Turkey hunting usually isn't as easy as it is shown to be on TV shows.
Tom


----------



## Storm

Tom,
Thanks for the advice. I will be asking for more during the season. Thanks.


----------



## tjz123

Where do you plan on hunting ?


----------



## Storm

Eastern Nebraska along the platte river. Would these be Merriam Turkeys, or Easterns?


----------



## tjz123

There are Easterns, Merriams, Rio Grands and Hybrids in Nebraska. Might be Easterns in the eastern side..... :wink: This is a good link for turkey hunting, it even has sound files of turkey calls.

http://www.wildturkeyzone.com/hunting/S ... braska.htm


----------



## Storm

Thank you for the link. It looks like it is full of good info. I will keep all of you posted on how I do.


----------



## tjz123

If you are going to purchase some turkey calls let me know. Sooner would be better than later as the diaphram calls will take you many hours of practice to master. E-bay is probably the best place for calls and you can usually get them cheaper than by going to Cabelas or other sporting goods stores.

If I were you I would buy a custom-made box call instead of a factory-made massed produced call as they will increase in value. I have sold a few culls from my collection on ebay and usually get at least double and sometimes 5 times what I paid for them. Expect to pay between $10.00 to $2000.00 bucks for a custom box call plus shipping.

Slates are fairly easy to use and I would recommend "The Freak" It has good sound, is easy to play and you can strap it around your leg so you only need one hand to use it- cost should be less than $20.00.

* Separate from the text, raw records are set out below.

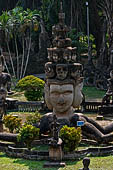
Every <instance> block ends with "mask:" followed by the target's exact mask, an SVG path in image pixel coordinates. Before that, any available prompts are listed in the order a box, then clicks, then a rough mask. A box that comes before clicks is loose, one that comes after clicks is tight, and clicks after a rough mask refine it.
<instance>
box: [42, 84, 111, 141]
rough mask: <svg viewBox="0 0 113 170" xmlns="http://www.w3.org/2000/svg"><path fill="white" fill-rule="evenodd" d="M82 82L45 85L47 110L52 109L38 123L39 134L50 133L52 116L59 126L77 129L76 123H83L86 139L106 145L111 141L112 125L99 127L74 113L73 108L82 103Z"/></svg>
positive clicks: (89, 121) (45, 95)
mask: <svg viewBox="0 0 113 170" xmlns="http://www.w3.org/2000/svg"><path fill="white" fill-rule="evenodd" d="M82 84H83V82H80V83H79V84H78V85H76V86H75V85H74V82H72V83H70V84H66V83H64V82H62V84H60V82H59V83H54V82H53V83H51V84H49V83H48V85H47V84H46V87H45V100H46V103H47V106H48V107H49V109H51V110H52V109H53V112H52V113H47V114H46V115H45V116H43V118H42V119H41V122H40V133H45V132H47V131H51V123H52V121H53V115H54V114H55V115H56V116H57V119H58V122H59V123H60V125H61V126H63V125H68V126H74V127H77V121H84V126H82V127H81V129H82V134H83V135H85V136H86V137H88V138H90V139H93V140H96V141H97V142H99V143H107V142H110V141H113V134H109V133H110V132H113V123H111V124H110V125H108V126H106V127H102V126H100V125H99V124H98V123H96V122H95V121H94V120H92V119H90V118H88V117H86V116H84V115H83V114H81V113H79V114H77V113H74V108H75V107H77V106H79V105H80V103H81V102H82V93H81V88H82Z"/></svg>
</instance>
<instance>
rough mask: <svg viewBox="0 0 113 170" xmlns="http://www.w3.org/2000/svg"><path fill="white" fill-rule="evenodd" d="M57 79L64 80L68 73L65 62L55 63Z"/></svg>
mask: <svg viewBox="0 0 113 170" xmlns="http://www.w3.org/2000/svg"><path fill="white" fill-rule="evenodd" d="M56 73H57V79H59V80H64V79H65V78H66V77H67V74H68V66H67V65H66V64H57V65H56Z"/></svg>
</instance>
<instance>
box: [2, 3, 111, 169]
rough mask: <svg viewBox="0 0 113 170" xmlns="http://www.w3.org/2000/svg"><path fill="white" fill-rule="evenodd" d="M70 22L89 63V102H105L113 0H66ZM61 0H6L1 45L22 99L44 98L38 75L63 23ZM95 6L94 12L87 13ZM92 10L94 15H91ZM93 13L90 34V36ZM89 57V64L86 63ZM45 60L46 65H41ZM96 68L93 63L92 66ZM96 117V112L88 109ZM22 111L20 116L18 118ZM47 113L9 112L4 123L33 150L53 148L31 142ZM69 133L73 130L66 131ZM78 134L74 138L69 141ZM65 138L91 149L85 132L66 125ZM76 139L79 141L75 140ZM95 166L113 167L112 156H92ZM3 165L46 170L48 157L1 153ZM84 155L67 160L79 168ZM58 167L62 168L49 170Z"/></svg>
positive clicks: (67, 20)
mask: <svg viewBox="0 0 113 170" xmlns="http://www.w3.org/2000/svg"><path fill="white" fill-rule="evenodd" d="M62 2H63V11H64V13H65V16H66V17H65V23H66V24H67V25H68V26H69V27H70V28H71V31H70V32H69V33H68V36H69V37H70V38H71V40H72V46H76V47H77V61H78V62H80V63H82V64H83V73H82V74H83V76H84V79H85V80H84V85H85V86H84V88H83V93H84V95H85V99H86V100H99V101H101V100H102V97H103V96H104V95H105V92H106V90H107V84H106V82H107V79H108V78H109V72H110V70H112V66H113V63H112V50H113V49H112V48H113V44H112V43H113V42H112V39H113V37H112V36H113V35H112V20H113V18H112V11H113V2H112V1H111V0H92V1H87V2H88V6H86V1H85V0H80V1H77V0H70V1H69V0H62ZM59 9H60V0H29V1H27V0H4V1H0V49H1V53H2V54H3V56H4V64H5V70H4V72H8V73H9V74H10V75H11V80H12V86H11V90H12V91H13V94H12V95H10V96H8V97H9V98H10V97H11V98H13V99H16V100H18V101H43V100H44V98H43V95H44V83H45V82H44V81H43V80H41V79H40V78H37V75H39V74H42V73H44V64H45V63H46V62H47V47H50V46H51V45H52V38H53V37H52V26H53V25H55V24H57V22H58V12H59ZM87 10H89V11H87ZM87 12H89V13H87ZM88 17H89V35H88V32H87V31H88V30H87V29H88ZM84 61H85V62H84ZM40 63H41V64H40ZM90 66H91V67H90ZM85 114H86V115H88V116H90V117H93V118H96V116H97V115H96V114H93V113H91V114H89V113H85ZM15 115H16V116H15ZM42 116H43V113H42V112H40V110H37V111H36V112H32V113H31V112H14V113H13V112H11V111H9V112H7V114H6V116H4V119H3V122H4V127H5V131H6V132H10V133H13V134H16V133H19V136H18V142H20V141H23V143H24V146H25V147H27V148H28V149H29V150H39V151H42V150H47V149H48V146H45V145H44V146H41V145H39V146H37V147H33V146H32V145H31V143H32V141H33V140H34V139H35V138H38V139H39V136H40V133H39V128H35V127H34V126H32V125H33V124H35V123H37V122H40V118H41V117H42ZM66 132H67V133H66ZM68 135H69V139H72V138H74V142H73V141H71V140H69V139H68ZM60 136H61V137H62V139H65V138H66V140H67V141H68V142H67V143H66V145H65V147H64V148H65V149H66V151H70V150H71V149H72V144H73V145H74V149H75V150H77V149H81V148H86V147H88V146H89V145H85V146H83V145H79V144H80V141H81V130H80V129H79V128H78V129H76V130H75V129H68V127H63V128H62V129H61V132H60ZM77 137H78V138H77ZM75 141H76V142H75ZM88 156H89V157H90V159H91V165H90V167H91V169H95V170H96V169H97V170H99V169H103V170H111V169H112V161H111V160H112V155H110V156H99V157H98V156H96V157H93V156H91V155H88ZM0 158H1V159H0V166H1V168H2V169H4V170H7V169H11V170H13V169H14V170H16V169H20V170H21V169H22V170H24V169H25V170H28V169H29V170H36V169H44V168H43V164H44V162H45V161H30V160H25V159H21V158H11V157H8V156H7V155H6V154H5V153H3V152H1V153H0ZM81 167H82V159H78V160H74V161H66V167H65V168H59V170H61V169H65V170H66V169H69V168H70V169H72V170H74V169H79V168H81ZM49 169H50V170H51V169H53V170H54V169H58V168H49Z"/></svg>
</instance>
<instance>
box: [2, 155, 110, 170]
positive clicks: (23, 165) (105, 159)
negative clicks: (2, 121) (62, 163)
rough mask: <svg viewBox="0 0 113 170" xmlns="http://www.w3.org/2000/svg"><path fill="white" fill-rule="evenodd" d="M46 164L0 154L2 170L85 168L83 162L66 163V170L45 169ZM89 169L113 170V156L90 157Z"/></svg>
mask: <svg viewBox="0 0 113 170" xmlns="http://www.w3.org/2000/svg"><path fill="white" fill-rule="evenodd" d="M45 162H46V161H30V160H24V159H20V158H11V157H7V156H6V155H5V154H4V153H0V169H1V170H46V169H47V170H79V169H80V168H83V164H82V160H79V161H77V160H74V161H66V162H65V163H66V167H64V168H43V165H44V163H45ZM89 168H90V169H92V170H112V168H113V156H106V157H90V166H89Z"/></svg>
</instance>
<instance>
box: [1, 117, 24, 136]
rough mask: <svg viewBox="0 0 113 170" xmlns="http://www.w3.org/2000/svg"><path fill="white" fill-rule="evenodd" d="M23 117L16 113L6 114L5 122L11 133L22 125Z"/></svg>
mask: <svg viewBox="0 0 113 170" xmlns="http://www.w3.org/2000/svg"><path fill="white" fill-rule="evenodd" d="M21 121H22V119H21V118H18V117H16V116H14V115H6V116H4V118H3V123H4V124H5V127H7V128H8V129H9V131H10V133H13V131H14V130H18V129H19V128H20V127H21Z"/></svg>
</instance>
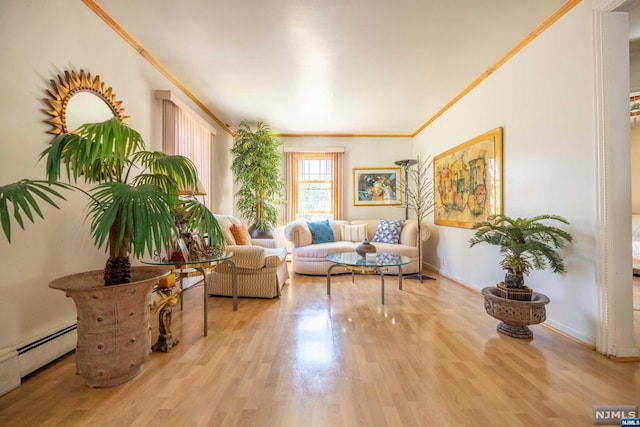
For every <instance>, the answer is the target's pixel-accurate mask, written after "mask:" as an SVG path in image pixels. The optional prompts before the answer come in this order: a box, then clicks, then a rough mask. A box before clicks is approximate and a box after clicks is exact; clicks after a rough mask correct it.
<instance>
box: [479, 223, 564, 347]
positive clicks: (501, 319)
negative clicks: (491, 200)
mask: <svg viewBox="0 0 640 427" xmlns="http://www.w3.org/2000/svg"><path fill="white" fill-rule="evenodd" d="M543 221H558V222H561V223H563V224H569V222H568V221H567V220H566V219H564V218H562V217H560V216H558V215H539V216H535V217H532V218H516V219H513V218H510V217H508V216H506V215H492V216H490V217H489V218H488V219H487V221H482V222H478V223H476V224H474V226H473V228H475V229H476V232H475V234H474V235H473V237H472V238H471V239H470V240H469V244H470V247H473V246H475V245H477V244H480V243H488V244H490V245H495V246H498V247H499V248H500V254H501V255H502V260H501V261H500V266H501V267H502V268H503V269H504V270H505V271H506V272H505V279H504V282H501V283H499V284H498V285H497V286H496V287H488V288H484V289H483V290H482V294H483V295H484V297H485V309H486V310H487V313H489V314H490V315H492V316H493V317H496V318H497V319H500V320H502V322H501V323H500V324H499V325H498V331H499V332H502V333H504V334H506V335H509V336H512V337H516V338H531V337H532V336H533V333H532V332H531V330H530V329H529V328H528V326H527V325H532V324H537V323H541V322H543V321H544V320H545V319H546V310H545V305H546V304H547V303H548V302H549V298H548V297H547V296H545V295H542V294H540V293H537V292H533V291H532V290H531V289H529V288H528V287H527V286H525V284H524V276H525V275H528V274H529V272H530V271H531V270H533V269H535V270H544V269H546V268H550V269H551V271H553V272H554V273H558V274H562V273H564V272H565V271H566V268H565V265H564V261H563V259H562V257H561V256H560V254H559V253H558V249H561V248H563V247H564V246H565V245H566V244H567V243H570V242H571V241H572V240H573V238H572V236H571V234H569V233H568V232H567V231H565V230H562V229H561V228H558V227H555V226H552V225H549V224H545V223H544V222H543Z"/></svg>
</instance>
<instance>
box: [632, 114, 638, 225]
mask: <svg viewBox="0 0 640 427" xmlns="http://www.w3.org/2000/svg"><path fill="white" fill-rule="evenodd" d="M632 120H633V119H632ZM637 120H638V123H637V125H636V126H632V127H631V212H632V213H633V214H636V215H637V214H640V117H638V118H637Z"/></svg>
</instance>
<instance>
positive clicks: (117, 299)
mask: <svg viewBox="0 0 640 427" xmlns="http://www.w3.org/2000/svg"><path fill="white" fill-rule="evenodd" d="M167 274H169V270H167V269H161V268H155V267H132V268H131V283H126V284H123V285H115V286H104V278H103V271H102V270H96V271H89V272H85V273H78V274H72V275H69V276H64V277H61V278H59V279H56V280H54V281H53V282H51V283H50V284H49V287H51V288H53V289H59V290H61V291H64V292H65V293H66V294H67V296H68V297H71V298H73V301H74V302H75V304H76V309H77V311H78V343H77V346H76V368H77V373H78V374H79V375H81V376H82V377H84V379H85V383H86V385H87V386H89V387H111V386H115V385H118V384H121V383H123V382H126V381H128V380H130V379H131V378H133V377H135V376H136V375H138V374H139V373H140V372H142V369H143V366H144V361H145V359H146V358H147V355H148V354H149V353H150V351H151V336H150V334H149V330H150V326H149V318H150V312H149V304H150V302H151V290H152V289H153V287H154V286H155V285H157V284H158V280H159V279H160V277H163V276H166V275H167Z"/></svg>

Diaphrams are cheaper. I down-loaded a few pictures of box calls from my collection into the photo album to give you an idea. These are a few of my favorites.
Tom
:roll:


----------



## dlip

Get yourself out of the direct sunlight, any shadow helps. Shut up, turkeys don't have as good of hearing as some other game animals, but they will get up on you real close if you aren't looking. Sit down, stay out as long as you can, weather effects the way a turkey moves, I've always found that when the weather is rough(thunder, rain), that you should stick around in the woods or on a tree line. I've always hunted one field until they leased it and I knew every step that the turkeys would take. Scouting is key!!!! I'm going to be takin a friend and his dad turkey hunting this spring and plan on scouting every weekend from the weekend after this one up until april 6th, the more you know about the turkeys the better!!! Unless you are using a slate or a diaphragm, dont call if they are close in, they can see real good. Regarding what someone said about camoflauging your gun, that is a good idea, matte black will do, but you don't want shine.I hope I helped you some.


----------